Figure 4—figure supplement 1
Characteristics of different categories of peaks identified by MACS2 peak calling analysis of combined datasets of DNase-treated plasma RNA (n = 15).

(A) Density plot showing the range of peak lengths computed from the genomic positions at the beginning and end of each peak. (B) Distribution plot of the number of reads mapping within the called peaks. (C) Empirical cumulative distribution plots of read coverage for different categories of peaks. Peaks that overlapped annotated features on the sense strand were classified as ‘Sense’; peaks on the antisense strand that overlapped annotated sense-strand feature were classified as ‘Antisense’; and the remainder of the peaks were classified as ‘Unannotated’. (D) Cumulative peak count with increasing coverage threshold. Plots are color-coded by peak type as indicated in the Figure. In panels (B) and (D), the red vertical line represents the coverage cutoff for significant peaks (coverage ≥ 5 deduplicated reads).

Figure 4—figure supplement 2
Overlap, quality control, and statistical significance of MACS2-called peaks corresponding to annotated RBP-binding sites.

(A) Violin plots of mapping quality (MAPQ) scores for reads in peaks corresponding to RBP-binding sites compared to other long RNA reads with MAPQ ≥ 30, the cutoff for BOWTIE2-mapped reads used in peak calling. HISAT2 and BOWTIE2 use different methods for calculating MAPQ. Reads uniquely mapped by HISAT2 have MAPQ = 60; reads uniquely mapped by BOWTIE2 have MAPQ = 255; and reads mapped to multiple loci by BOWTIE2 have lower MAPQ scores. The MAPQ cutoff of ≥ 30 eliminates BOWTIE2 mapped reads that mapped equally well to more than one locus. (B) Histogram of the number of overlapping nucleotides between the called peaks and annotated-RBP-binding sites in the ENCODE eCLIP datasets. (C) Histogram of the number of simulated peaks overlapping RBP binding sites in 1000 repeat simulations using peaks randomly generated from the sequences of genes encoding long RNAs. In the simulations, 950 peaks with the same size distribution as the 950 high confidence peaks called by MACS2 were randomly generated from the sequences of the genes encoding all long RNAs detected in the combined DNase-treated plasma RNA datasets (n = 15) and checked for overlap with the binding sites for 109 RBPs in the ENCODE eCLIP datasets. In 1,000 repeats of the simulation, the simulated peaks overlapped 201 to 287 RBP-binding sites by chance compared to 467 RBP-binding sites for the plasma RNA peaks called by MACS2 (red vertical line). The simulations indicate that the enrichment of RBP-binding sites in the called RNA peaks is statistically significant (p-value < 0.001). (D) Density plots of the calculated MFEs of the most stable RNA secondary structure predicted by RNAfold for the 709 high confidence long RNA peaks called by MACS2 (467 RBP-binding protein and 242 non-RBP-binding protein peak; red) compared to 709 simulated peaks (blue) with the same size distribution randomly generated from the sequences of genes encoding all long RNAs detected in the combined DNase-treated plasma RNA datasets (n = 15). One hundred repeats of the simulation indicated that the higher predicted stabilities (lower predicted MFEs) of the called long RNA peaks is statistically significant (p-value ≤ 0.019).

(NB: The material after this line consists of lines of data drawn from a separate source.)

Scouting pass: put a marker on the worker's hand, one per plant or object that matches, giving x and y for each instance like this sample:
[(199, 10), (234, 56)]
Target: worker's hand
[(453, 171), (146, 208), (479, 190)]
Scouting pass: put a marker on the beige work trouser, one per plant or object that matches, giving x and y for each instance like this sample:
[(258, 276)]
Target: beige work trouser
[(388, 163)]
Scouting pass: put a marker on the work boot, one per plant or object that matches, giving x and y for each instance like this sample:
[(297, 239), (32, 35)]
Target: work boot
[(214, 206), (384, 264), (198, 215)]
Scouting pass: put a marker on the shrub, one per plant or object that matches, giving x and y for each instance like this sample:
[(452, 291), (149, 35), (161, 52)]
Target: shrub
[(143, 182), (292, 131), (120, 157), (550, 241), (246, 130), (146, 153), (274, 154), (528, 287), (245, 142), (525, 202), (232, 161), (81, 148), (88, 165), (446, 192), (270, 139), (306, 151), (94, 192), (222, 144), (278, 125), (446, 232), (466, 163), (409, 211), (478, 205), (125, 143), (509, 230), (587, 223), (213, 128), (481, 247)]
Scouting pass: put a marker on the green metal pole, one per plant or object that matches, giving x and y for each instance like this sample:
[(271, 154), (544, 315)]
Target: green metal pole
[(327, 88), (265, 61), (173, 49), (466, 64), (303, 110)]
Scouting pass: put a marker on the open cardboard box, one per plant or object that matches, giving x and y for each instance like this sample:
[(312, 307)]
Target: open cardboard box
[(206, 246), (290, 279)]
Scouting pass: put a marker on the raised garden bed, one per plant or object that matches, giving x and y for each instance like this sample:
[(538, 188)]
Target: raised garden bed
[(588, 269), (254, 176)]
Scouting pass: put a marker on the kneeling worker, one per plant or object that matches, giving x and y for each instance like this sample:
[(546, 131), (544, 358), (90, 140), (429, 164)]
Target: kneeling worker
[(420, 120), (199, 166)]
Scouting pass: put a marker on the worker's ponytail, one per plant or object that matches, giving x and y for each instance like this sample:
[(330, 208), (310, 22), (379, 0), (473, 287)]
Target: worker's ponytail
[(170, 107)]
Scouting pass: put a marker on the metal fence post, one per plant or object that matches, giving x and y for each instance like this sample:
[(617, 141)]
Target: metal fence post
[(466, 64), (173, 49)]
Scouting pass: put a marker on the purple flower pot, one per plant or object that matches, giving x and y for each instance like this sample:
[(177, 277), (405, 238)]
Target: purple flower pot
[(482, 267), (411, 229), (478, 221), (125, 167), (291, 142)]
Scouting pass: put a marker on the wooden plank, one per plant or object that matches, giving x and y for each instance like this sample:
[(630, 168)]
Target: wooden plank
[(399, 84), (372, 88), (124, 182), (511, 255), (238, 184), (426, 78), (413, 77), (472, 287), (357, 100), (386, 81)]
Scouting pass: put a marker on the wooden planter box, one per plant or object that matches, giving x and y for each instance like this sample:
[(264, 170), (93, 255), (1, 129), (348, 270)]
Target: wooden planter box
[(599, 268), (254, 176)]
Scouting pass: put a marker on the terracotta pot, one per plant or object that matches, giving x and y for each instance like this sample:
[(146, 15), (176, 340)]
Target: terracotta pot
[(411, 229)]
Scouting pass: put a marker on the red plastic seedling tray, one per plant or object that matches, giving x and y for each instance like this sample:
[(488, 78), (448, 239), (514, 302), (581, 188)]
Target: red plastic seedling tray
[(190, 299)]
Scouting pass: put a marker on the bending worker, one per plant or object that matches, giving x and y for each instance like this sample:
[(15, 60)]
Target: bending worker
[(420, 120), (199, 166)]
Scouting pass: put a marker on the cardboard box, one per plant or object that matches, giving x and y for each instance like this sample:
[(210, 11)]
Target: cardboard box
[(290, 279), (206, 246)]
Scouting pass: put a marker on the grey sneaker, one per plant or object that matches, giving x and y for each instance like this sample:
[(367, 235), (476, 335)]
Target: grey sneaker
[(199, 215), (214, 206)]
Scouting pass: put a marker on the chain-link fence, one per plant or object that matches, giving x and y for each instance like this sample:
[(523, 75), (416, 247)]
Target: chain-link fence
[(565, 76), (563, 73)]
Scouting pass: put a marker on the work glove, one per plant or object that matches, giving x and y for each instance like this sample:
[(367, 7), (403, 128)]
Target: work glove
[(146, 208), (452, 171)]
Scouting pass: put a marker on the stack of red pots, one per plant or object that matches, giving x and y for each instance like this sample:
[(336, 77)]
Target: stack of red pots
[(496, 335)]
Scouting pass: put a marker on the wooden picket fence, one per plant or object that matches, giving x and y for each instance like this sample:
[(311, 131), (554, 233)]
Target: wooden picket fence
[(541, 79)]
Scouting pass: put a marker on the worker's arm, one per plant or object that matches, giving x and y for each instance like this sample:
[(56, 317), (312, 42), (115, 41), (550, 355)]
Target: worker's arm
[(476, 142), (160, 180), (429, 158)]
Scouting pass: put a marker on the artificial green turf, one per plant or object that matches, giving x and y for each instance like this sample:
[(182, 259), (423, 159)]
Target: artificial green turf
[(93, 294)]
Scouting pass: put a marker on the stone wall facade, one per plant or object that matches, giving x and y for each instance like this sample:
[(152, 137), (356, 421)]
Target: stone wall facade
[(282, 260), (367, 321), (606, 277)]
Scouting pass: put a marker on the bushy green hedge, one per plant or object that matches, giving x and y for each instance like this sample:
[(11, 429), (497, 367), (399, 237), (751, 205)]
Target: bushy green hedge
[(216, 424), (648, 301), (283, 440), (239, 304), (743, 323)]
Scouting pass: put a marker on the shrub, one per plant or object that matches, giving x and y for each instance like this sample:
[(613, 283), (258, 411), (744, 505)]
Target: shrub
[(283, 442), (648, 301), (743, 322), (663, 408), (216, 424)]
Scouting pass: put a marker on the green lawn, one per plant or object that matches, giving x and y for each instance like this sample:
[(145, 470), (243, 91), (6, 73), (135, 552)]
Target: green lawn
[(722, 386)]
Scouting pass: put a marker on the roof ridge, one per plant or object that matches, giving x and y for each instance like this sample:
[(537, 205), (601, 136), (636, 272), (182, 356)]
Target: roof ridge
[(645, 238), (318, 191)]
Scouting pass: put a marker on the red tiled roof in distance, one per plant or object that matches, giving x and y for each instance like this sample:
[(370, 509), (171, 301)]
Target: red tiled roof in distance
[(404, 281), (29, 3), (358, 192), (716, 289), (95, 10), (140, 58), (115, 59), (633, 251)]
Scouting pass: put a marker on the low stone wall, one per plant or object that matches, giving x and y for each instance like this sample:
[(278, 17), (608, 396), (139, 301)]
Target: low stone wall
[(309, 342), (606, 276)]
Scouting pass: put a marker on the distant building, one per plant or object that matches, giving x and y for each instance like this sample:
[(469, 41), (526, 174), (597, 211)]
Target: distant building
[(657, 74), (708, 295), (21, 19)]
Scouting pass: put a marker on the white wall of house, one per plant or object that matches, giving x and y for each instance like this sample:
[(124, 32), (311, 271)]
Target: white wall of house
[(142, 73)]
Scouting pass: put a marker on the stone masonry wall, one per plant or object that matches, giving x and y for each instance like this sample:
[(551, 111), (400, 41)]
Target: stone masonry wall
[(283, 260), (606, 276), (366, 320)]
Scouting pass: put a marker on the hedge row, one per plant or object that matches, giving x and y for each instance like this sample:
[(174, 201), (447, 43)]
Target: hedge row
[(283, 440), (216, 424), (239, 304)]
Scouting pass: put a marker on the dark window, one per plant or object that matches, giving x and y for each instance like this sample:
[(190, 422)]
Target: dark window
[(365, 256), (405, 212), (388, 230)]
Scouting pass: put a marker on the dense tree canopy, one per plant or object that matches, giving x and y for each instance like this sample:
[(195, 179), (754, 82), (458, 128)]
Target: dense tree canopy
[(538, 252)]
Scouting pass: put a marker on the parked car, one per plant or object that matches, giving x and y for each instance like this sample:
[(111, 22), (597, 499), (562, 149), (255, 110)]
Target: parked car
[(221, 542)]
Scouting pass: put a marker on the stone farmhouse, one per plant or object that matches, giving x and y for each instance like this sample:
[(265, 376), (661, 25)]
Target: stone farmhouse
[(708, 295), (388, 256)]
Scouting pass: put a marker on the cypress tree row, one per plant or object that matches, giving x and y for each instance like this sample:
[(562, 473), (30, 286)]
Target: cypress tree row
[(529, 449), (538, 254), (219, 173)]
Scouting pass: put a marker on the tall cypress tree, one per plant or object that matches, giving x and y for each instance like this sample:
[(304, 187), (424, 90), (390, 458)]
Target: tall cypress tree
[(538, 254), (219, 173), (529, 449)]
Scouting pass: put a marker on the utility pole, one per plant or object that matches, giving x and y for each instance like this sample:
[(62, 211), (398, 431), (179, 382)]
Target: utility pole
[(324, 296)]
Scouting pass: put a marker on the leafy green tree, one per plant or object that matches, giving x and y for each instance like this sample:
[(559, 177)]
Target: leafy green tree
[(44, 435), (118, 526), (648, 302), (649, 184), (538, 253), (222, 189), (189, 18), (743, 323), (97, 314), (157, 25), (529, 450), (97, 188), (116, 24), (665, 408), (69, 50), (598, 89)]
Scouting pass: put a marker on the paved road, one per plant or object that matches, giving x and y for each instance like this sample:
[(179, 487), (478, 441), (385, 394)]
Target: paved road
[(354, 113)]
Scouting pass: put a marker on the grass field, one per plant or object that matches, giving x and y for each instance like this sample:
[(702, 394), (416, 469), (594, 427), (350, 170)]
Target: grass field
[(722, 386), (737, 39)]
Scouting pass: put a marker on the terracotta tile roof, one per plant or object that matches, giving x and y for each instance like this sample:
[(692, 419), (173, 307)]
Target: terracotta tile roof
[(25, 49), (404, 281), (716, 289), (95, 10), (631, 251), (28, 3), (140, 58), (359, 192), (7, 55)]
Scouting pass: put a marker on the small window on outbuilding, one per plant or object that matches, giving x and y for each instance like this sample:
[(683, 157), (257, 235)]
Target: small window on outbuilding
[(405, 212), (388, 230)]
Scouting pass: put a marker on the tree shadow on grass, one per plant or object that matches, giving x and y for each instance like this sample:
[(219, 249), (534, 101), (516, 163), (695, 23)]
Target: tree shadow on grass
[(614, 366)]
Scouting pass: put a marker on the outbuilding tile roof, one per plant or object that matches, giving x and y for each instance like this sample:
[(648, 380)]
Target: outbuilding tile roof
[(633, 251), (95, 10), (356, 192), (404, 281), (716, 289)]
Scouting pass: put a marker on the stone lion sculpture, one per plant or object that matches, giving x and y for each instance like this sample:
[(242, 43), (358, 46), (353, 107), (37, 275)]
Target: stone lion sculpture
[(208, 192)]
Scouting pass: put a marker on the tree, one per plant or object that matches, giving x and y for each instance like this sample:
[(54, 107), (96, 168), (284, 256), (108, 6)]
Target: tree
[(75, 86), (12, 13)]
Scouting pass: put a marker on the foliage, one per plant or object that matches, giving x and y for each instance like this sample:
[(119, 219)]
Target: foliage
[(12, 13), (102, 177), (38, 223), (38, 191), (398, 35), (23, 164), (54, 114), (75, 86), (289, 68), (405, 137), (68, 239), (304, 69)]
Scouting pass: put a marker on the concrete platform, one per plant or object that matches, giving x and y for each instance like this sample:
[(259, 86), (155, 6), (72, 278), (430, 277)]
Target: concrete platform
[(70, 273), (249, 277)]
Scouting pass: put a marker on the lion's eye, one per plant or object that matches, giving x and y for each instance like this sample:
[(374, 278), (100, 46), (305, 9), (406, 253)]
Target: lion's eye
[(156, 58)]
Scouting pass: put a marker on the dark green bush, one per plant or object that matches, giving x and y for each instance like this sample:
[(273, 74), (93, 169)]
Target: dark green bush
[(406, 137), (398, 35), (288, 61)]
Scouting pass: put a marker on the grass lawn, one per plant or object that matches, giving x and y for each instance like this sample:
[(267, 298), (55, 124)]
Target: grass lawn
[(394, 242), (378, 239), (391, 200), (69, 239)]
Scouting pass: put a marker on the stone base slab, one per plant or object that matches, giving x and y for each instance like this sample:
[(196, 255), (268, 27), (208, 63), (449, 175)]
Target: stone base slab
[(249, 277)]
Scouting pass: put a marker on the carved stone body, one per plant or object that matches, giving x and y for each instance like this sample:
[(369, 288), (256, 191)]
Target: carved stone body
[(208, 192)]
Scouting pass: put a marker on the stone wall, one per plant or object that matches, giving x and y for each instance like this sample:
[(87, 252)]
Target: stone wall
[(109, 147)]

Figure 4—figure supplement 3
IGV screenshots showing peaks mapping to unannotated genomic loci.

The hg19 genomic coordinates of the called peak are indicated at the top, and IGV alignments labeled as in Figure 9 are shown below. Peaks are delineated by a bracketed black line, with peak ID number, length, and phastCons scores for 46 vertebrates indicated below. (A) A peak corresponding to a segment of a retrotransposed mRNA with a short poly(A) tail (A11). The retrotransposed mRNA sequence (blue line) is flanked by two Alu elements and has an internal Alu element insertion. The segment of the mRNA sequence corresponding to the peak (black bar) is expanded for the IGV alignments. The most stable predicted secondary structure and its MFE (ΔG) computed by RNAfold are shown below. (B) A peak containing a short (17 nt) RNA with discrete 5' and 3' ends (bracketed red line) (C) A peak containing reads with heterogenous 5' and 3' ends containing tandem repeats of the sequence indicated below.

Integrative Genomics Viewer (IGV) screenshots showing examples of plasma RNA peaks corresponding to annotated RBP-binding sites detected in plasma by TGIRT-seq peak calling.

(A–F) Gene names are indicated at the top with the hg19 coordinates of the called peak in parentheses and an arrow below indicating the 5’ to 3’ orientation of the encoded RNA. The top track shows the gene map (exons, thick bars; intron, thin lines), with the relevant part of the gene map expanded below. The tracks below the gene map show coverage plots for the peak region in combined datasets for NaOH-treated plasma DNA (n = 4; combined top and bottom strands, turquoise) or DNase-treated plasma RNA (n = 15; Top strand (T), pink and Bottom strand (B), purple) based on the number of deduplicated reads indicated to the right. The peak called by MACS2 is delineated by the bracketed line, with the peak ID and length indicated below. Annotated protein-binding sites are shown as color-coded lines below the coverage plots. For cases in which the peak overlaps multiple RBP-binding sites, the one whose annotated binding site had the largest number of bases overlapping the peak is underlined.

Figure 6 with 1 supplement
Scatter plot comparing the relative abundances of RBP-binding sites in plasma RNA peaks called against the human genome reference sequence with those of RBP-binding sites in ENCODE eCLIP cellular RNA datasets (ENCODE 109 RBP eCLIP dataset on the left and 150 RBP eCLIP dataset with irreproducible discovery rate (IDR) analysis on the right; the RBPs whose binding sites were searched are listed in the Supplementary file 1).

Abundant RBP-binding sites enriched in plasma or cellular RNAs are indicated in red and gray, respectively. Stress granule proteins are indicated in bold. r is the Pearson correlation coefficient.

Figure 6—figure supplement 1
Scatter plot comparing the relative abundances of RBP-binding sites in plasma RNA peaks called against both the human genome and transcriptome reference sequences with those of RBP-binding sites in ENCODE eCLIP cellular RNA datasets (ENCODE 109 RBP eCLIP dataset on the left and 150 RBP eCLIP dataset with irreproducible discovery rate (IDR) analysis on the right; the RBPs whose binding sites were searched are listed in the Supplementary file 1).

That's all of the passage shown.